Dotty, the actor playing Mrs. Clackett, can’t remember her entrances and exits. Garry, the male love interest, can’t remember his lines. And Brooke, playing Vicki, the female lead, is constantly posing and primping, without any understanding of what the play is about or what she is doing. Trying to pull this all together into some semblance of a presentable show is the director, Lloyd Dallas, who is sitting in the darkened auditorium shouting out directions and trying to get everybody ready for opening.
Act 2, however, dashes all our hopes.
Act Two
For this act, we, the audience, are sitting backstage; the entire set has been turned 180 degrees. We can hear the actors performing out front, but what we see is the back side of the scenery flats, the stage manager trying to keep the action flowing and everybody happy, and the various antics of the actors offstage between their exits and entrances.
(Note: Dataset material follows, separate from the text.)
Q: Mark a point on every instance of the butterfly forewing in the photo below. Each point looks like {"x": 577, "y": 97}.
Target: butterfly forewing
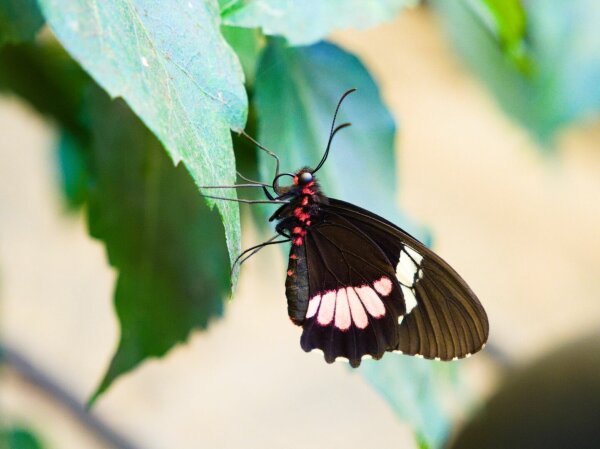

The play has been on the road for one month now, and relationships between cast members, as well as the quality of Nothing On have deteriorated. Garry and Dotty are in the middle of an unhappy love affair.
Poppy, the assistant stage manager is pregnant; and Selsdon Mowbray, an actor in his late sixties, is trying to stay sober between scenes. Add to this, a visit by director Lloyd, who is there first of all to comfort his “overly excited” lover, Brooke, and second to try and save his play from total disaster.
Most of the company is in a continual state of agitation, and this disorder is carrying over into the play, causing missed entrances, flubbed lines, and general hilarity.
Act 3 is even more frenetic.
Act Three
It is a month later again, and the tour is reaching an end. We, the audience, are out front again, watching a performance of Nothing On that has reached the point of complete and hilarious deterioration. The business of performing the show has become subordinate to the business of solving personal problems.
Dotty refuses to come out of her dressing room. Garry is now drinking Selsdon’s whiskey. Scenery collapses, and props explode. Practical jokes have become common, and actors are now taking verbal, and sometimes physical, cracks at each other both backstage and on stage. Normal rules of logic and response don’t apply anymore.
Ultimately, however, they carry off the show—in some semblance. The unhappy band of actors manages to get to the last line, spoken by Selsdon: “When all around is strife and uncertainty, there’s nothing like . . . (takes the plate of sardines) . . . a good old-fashioned plate of curtain!”